Who are these silent strangers waiting for me to know who they are?

Tuesday, March 15, 2011


While watching the news about the horrors in Japan and researching books, I came across a beautiful little gem. It is a book published in 1908 written as the diary of an American woman working as a kindergarten teacher in Hiroshima. Here is a quote "Fairy-land, real true fairy-land that we used to talk about up in the old cherry tree at grandmother's! It's all so, Mate, only more bewitching than we ever dreamed. I have been in little villages that dropped right out of a picture book. The streets are full of queer small people who run about smiling, and bowing and saying pretty things to each other.
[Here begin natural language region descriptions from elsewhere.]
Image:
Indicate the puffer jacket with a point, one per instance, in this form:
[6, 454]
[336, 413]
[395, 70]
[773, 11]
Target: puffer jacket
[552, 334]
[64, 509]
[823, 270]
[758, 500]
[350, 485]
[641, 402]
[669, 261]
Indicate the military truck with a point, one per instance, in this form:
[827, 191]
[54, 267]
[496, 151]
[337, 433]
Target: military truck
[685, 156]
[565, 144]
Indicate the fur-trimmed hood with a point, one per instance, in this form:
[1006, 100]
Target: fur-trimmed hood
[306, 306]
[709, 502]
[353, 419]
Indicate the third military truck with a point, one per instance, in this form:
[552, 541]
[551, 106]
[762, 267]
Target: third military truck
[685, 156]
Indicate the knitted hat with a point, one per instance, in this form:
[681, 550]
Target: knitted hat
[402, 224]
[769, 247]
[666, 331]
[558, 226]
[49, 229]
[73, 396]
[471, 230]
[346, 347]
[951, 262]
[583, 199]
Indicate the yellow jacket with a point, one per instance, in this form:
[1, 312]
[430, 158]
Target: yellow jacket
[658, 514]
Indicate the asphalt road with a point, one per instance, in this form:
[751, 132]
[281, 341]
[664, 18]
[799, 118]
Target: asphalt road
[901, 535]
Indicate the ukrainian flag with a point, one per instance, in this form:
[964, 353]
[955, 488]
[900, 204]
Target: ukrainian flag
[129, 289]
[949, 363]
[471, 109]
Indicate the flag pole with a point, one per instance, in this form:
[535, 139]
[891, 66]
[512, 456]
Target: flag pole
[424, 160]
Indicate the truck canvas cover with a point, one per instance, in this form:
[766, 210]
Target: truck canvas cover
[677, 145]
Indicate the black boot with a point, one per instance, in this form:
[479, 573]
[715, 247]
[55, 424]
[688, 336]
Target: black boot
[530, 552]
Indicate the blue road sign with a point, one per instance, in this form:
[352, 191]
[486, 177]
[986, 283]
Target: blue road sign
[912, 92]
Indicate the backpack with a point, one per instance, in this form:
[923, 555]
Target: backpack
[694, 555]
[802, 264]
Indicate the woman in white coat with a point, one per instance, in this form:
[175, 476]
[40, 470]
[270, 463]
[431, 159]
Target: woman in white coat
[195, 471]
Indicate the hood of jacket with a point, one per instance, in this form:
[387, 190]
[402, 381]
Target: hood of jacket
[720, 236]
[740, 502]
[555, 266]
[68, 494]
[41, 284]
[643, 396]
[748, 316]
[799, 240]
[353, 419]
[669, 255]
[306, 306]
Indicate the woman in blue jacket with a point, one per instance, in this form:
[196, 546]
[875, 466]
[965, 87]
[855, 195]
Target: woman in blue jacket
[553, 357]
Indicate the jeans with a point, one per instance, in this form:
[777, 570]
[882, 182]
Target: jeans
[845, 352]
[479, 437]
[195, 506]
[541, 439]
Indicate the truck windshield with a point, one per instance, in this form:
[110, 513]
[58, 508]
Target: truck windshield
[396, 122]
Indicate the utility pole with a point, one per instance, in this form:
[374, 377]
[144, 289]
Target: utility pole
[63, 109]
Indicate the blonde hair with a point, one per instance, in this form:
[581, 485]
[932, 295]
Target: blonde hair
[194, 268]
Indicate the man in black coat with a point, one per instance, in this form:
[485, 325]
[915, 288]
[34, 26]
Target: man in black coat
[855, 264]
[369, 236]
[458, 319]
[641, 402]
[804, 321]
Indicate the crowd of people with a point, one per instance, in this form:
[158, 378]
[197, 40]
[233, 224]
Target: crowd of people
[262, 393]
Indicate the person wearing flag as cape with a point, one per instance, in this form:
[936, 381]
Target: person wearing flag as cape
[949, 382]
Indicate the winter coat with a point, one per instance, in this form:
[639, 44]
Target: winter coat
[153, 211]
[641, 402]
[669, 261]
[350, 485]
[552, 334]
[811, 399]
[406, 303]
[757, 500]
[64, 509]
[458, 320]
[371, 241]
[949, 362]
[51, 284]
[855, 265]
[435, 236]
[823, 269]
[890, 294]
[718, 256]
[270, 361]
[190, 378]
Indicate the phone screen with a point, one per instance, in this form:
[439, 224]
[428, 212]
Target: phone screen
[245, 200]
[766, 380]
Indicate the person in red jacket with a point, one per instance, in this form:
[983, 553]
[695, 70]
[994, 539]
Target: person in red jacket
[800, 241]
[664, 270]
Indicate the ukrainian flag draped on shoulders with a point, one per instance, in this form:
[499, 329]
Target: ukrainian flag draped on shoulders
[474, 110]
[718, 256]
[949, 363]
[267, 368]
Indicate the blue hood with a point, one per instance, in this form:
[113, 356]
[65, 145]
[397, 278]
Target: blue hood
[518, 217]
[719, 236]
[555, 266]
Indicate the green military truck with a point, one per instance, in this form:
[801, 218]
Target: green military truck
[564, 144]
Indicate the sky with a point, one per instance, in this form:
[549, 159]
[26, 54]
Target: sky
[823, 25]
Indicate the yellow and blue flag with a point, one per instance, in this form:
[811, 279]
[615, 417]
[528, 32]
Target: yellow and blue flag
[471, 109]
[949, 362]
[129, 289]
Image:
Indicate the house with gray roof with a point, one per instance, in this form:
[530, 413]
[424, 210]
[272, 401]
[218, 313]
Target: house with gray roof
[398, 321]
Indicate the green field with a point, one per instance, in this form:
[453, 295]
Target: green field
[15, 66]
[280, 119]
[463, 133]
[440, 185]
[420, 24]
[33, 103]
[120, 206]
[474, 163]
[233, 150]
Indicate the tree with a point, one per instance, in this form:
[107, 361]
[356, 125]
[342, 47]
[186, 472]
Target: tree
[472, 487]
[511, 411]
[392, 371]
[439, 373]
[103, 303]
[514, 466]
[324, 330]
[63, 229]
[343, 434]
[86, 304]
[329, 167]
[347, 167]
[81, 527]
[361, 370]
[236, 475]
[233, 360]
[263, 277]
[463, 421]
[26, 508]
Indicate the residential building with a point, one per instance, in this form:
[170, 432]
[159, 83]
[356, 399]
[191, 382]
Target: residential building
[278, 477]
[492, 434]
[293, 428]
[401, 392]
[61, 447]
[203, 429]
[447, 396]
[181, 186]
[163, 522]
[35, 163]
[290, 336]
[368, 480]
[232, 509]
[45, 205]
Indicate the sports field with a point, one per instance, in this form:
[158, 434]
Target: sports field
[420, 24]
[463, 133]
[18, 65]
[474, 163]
It is a land where everybody seems to be happy, and where politeness is the first commandment. . . In the afternoon, we wandered over the island, visiting the old, old temples, listening to the mysterious wailing of the wind bells, feeding the deer and crane, and drinking in the beauty of it all. I felt like a disembodied spirit, traveling back, back over the centuries, into dim forgotten ages. The dead seemed close about me, yet they brought no gloom, for I too was dead. All afternoon I had the impression of trying to keep my consciousness from drifting into oblivion through the gat of this magical dream!
How would you enjoy it all, and read its deeper meaning, which is hidden from me. But even if I can’t philosophize like a certain blessed old Mate of mine, I can feel until every nerve is a tingle with the thrill.
It is so surreal that I had to pause - so much loss. There are almost no words that seem adequate.